C’è una rinnovata attenzione della politica verso i cavi sottomarini. Lo dimostra l’inserimento di questi all’interno della proposta di revisione della direttiva europea sulla sicurezza delle reti e dei sistemi informativi. È questione di sicurezza, appunto. Nel testo approvato dalla Commissione per l’industria, la ricerca e l’energia del Parlamento europeo è previsto che gli Stati membri dell’Unione europea assicurino “l’integrità e la disponibilità di queste reti pubbliche di comunicazione elettronica” e considerino “la loro protezione dal sabotaggio e dallo spionaggio di vitale interesse per la sicurezza”. Questo perché, come ha illustrato a Formiche.net il relatore della proposta, Bart Groothuis, europarlamentare olandese membro del gruppo macroniano Renew Europe, “molti ministri della Difesa nella Nato e nell’Unione europea ed esperti hanno messo in guardia su sospette operazioni russe contro i cavi sottomarini in fibra ottica”. Il timore “è che possano mettersi in condizione di sabotarli”, ha aggiunto.

Non deve stupire dunque che alla luce di tutto questo – dalle novità del cavo Blue & Raman al futuro di Tim, passando per il Trattato del Quirinale – il Copasir, come riferito da due fonti a Formiche.net, abbia deciso di convocare presto in audizione Alessandro Pansa, presidente di Sparkle, ex prefetto e direttore del Dipartimento delle informazioni per la sicurezza.

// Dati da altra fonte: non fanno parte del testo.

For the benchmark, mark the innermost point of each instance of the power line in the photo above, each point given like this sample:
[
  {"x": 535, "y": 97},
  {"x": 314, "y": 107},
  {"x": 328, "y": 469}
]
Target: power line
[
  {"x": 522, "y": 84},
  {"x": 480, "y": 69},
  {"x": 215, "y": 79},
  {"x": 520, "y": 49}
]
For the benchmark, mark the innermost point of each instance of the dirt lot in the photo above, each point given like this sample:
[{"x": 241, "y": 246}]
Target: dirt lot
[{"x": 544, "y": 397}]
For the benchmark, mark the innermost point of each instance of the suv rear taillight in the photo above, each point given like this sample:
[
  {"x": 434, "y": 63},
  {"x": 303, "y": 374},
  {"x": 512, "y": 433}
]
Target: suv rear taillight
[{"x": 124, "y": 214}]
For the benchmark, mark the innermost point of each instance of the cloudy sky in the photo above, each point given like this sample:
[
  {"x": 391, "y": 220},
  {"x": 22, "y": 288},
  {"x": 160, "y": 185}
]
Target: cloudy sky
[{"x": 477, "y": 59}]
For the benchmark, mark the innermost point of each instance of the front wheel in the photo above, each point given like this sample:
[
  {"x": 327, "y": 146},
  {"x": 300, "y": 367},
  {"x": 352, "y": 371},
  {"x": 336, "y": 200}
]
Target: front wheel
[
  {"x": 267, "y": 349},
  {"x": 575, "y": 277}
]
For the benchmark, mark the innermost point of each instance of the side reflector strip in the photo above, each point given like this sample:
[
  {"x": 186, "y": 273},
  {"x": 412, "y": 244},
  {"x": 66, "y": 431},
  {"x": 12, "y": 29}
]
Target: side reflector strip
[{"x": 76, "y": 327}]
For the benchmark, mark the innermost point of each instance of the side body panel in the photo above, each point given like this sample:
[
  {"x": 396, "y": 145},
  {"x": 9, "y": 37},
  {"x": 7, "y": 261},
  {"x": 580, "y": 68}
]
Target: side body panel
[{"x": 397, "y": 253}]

D’altronde, Sparkle è “molto strategica per l’Italia”, con “asset e capitale umano di valore inestimabile”, come ha spiegato l’amministratore delegato Romano rispondendo a una domanda di Formiche.net. E “lo sarà ancora di più nel prossimo decennio”, grazie alla “maggiore consapevolezza sui cavi” e ai nuovi equilibri di Internet che rendono il nostro Paese “il baricentro della connettività, basti pensare al nostro Sicily Hub”, ha aggiunto. “Il prossimo decennio” rappresenta “un’opportunità” da cogliere per l’Italia, ha concluso la manager.